The main Andean ethical principle could be formulated as follows: “Act in such a way that you contribute to the conservation and perpetuation of the cosmic order of vital relations, avoiding disruptions of it.”
An absolutely transcendent God, that is to say: non-related, is for Andean philosophy a non-existent and incomprehensible philosophema. But neither do ‘relative’ or created absolutes exist; no sphere of the cosmos, no particular ‘entity’ exists in and of itself, autarchically and self-sufficiently. The Cartesian proposition of cogito ergo sum is for Andean philosophy an absurdity; no ‘being’ is arche or principle of its own being. Rather, ‘being’ is ‘related being’; Andean ‘ontology’ is always an ‘inter-ontology’.

Speaking of “ecosophy”, I use a Greek word (oikos) that has its topos in the economic sphere; for Aristotle, ‘economy’ is the ‘law (nomos) of the house (oikos)’. I recover here this etymological meaning (‘house’), without submitting to the ‘eco-nomic’ dictum: the universe presented as ‘house’ (wasi/uta; oikos), as Pachacuti Yamqui did; and the elements in it, ordered according to criteria of a sophia or ‘wisdom’ of relationality. In this sense, the term “ecosophy” means the ‘Andean wisdom of the physical cosmos as an organically ordered house’. I prefer this term to the one that is fashionable in the West: “ecology”, because the latter has the connotation of modern logos (and ‘science’). For runa/jaqi, nature cannot be ‘known’ logically, but only ‘lived’ organically and symbolically.

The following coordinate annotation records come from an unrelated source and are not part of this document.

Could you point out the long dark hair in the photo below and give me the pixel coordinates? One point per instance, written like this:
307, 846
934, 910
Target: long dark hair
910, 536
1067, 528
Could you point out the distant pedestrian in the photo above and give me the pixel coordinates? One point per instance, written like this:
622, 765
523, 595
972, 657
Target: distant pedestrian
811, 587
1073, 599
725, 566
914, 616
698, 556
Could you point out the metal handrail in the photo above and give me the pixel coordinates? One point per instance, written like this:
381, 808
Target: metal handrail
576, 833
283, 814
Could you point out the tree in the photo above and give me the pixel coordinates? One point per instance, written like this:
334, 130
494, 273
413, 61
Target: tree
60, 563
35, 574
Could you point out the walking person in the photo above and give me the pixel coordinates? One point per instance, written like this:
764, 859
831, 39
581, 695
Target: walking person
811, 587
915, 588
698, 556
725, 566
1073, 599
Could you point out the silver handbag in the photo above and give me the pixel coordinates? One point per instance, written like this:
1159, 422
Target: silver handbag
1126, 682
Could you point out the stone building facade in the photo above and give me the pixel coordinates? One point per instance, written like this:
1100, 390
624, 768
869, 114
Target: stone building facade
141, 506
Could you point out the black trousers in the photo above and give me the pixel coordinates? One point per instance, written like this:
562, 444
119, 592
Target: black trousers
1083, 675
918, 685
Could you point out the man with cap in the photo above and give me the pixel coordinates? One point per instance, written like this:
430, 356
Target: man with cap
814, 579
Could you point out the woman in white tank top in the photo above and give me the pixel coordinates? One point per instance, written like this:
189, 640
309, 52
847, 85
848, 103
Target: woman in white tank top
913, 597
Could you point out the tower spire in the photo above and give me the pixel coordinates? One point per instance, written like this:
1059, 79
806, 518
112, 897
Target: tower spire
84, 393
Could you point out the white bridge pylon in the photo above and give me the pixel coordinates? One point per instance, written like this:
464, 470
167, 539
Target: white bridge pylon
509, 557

The pachamama (mother earth) fulfills, in a certain sense, a symbolic function similar to coca: she ‘relates’ the three strata of the universe, through her fecundity. The sun (inti/willka: masculine), through rain (para/jallu: feminine), fertilizes the ‘virgin earth’, and the runa/ jaqi helps in this process by tilling it, that is: opening it to ‘relate’ it to the forces of ukhu/manqha pacha. Synthesizing the forces from above (hanaq/alaxa) and below (uray/manqha), pachamama is the main source of life, and, therefore, of the continuation of the cosmic process of regeneration and transformation of the fundamental relationality and of the cosmic order (pacha). In this sense, we could even translate pachamama not only as ‘mother earth’, but also as ‘mother cosmos’ or ‘feminine cosmic principle’.